« La terre, dans toutes ses parties connues, est comme étreinte par l’homme, tandis qu’il y a cent ans l’homme pouvait vivre sans étendre sa vue et ses pensées au-delà de son horizon visuel. Ces nouvelles conditions de vie nous obligent à apprendre la géographie, et surtout la géographie physique ; et cette obligation n’existe pas seulement pour nous Français et pour la géographie de notre patrie, mais pour tout homme et pour la géographie de la Terre entière1. »
Au-delà du mythe qui a réduit à un motif revanchard l’engouement pour la géographie dans le dernier tiers du xixe siècle, un enjeu d’ordre anthropologique doit être pris au sérieux. Les révolutions techniques de leur siècle sensibilisaient beaucoup d’esprits à une condition humaine virtuellement ubiquiste, ce qui impliquait la formation de tous à la géographie. Aussi, la tension entre la connaissance de la patrie et celle du monde apparaît-elle bien impliquée par les transformations géo-historiques du siècle et reflétée dans les conflits armés comme dans les controverses scolaires.

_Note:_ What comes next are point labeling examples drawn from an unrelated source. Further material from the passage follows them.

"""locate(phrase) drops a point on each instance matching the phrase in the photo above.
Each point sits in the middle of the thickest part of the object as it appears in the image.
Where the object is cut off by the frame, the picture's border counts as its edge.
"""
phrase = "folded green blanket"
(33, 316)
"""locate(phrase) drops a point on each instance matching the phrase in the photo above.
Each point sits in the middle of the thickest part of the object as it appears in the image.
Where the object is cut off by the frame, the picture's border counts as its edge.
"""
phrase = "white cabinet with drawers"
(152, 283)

Cette tension anime pédagogues et savants. En témoigne particulièrement le travail de Paul Vidal de La Blache (1845-1918), chef de file de l’« école française de géographie », qui, au prix d’une élaboration mûrie par la confrontation à la géographie allemande et de plus en plus ancrée dans des défis contemporains, a voulu construire une géographie de son temps. Son école n’est pas réputée relever d’une pensée spatiale : elle était reconnue pour son paradigme régional et pour une géographie humaine centrée sur la question du « milieu », c’est-à-dire sur les interactions entre les sociétés et leur environnement naturel. Pour autant, notre étude vise à décrypter la spatialité qui serait le ressort propre de cette science. On tâche d’en discerner les composantes au travers de quelques manifestes de Vidal de La Blache et surtout de son Atlas général (1894), où préface et images se répondent réflexivement, et de rendre sensibles différences et convergences entre des approches spatiales d’ordres savant, militaire et diplomatique, notamment lors de la Grande Guerre.
- Articuler les échelles
La défaite de 1870 a provoqué une complexe « crise allemande de la pensée française »2. Une partie de l’opinion a attribué la débâcle à la supériorité de l’armée prussienne traduite par sa maîtrise cartographique du territoire français. Mais plusieurs courants se sont confrontés pour défendre leurs propres modèles d’intelligence géographique. Du côté des militaires et des « revanchards », on a prôné celui du « terrain », fondé sur la carte à grande échelle : une « topographie » de détail à base de géographie physique et qui vise la connaissance d’un lieu sans souci de ses voisinages3. Mais la nécessité de connaître la Terre dans son ensemble avait, dès la décennie 1860, ses défenseurs. Il s’agissait, pour ces premiers réformateurs, d’obéir à un motif économique (plutôt que colonial) et, de plus en plus, l’enjeu a été de préserver à la France son statut de grande puissance dans une compétition où entraient des concurrents d’Asie et d’Amérique, ce qui lui donnait une dimension « mondiale » – le terme apparaît autour de 1890-1900 avec cette charge sémantique4. Un idéal humaniste ou d’ordre cosmopolitique animait aussi les engagements en faveur de l’apprentissage d’une planète qui pouvait devenir la « demeure », l’ici et l’ailleurs de l’existence humaine concrète. C’est par étapes, lors des débats tenus dans des colloques internationaux et à propos des réformes scolaires républicaines (années 1870-1890 puis 1902), que les plaidoyers d’universitaires en faveur d’une géographie physique et humaine comparative, et intégrant les échelles du local au global, avec la géographie « générale » comme emblème5, l’ont emporté sur les programmes des adversaires topographes.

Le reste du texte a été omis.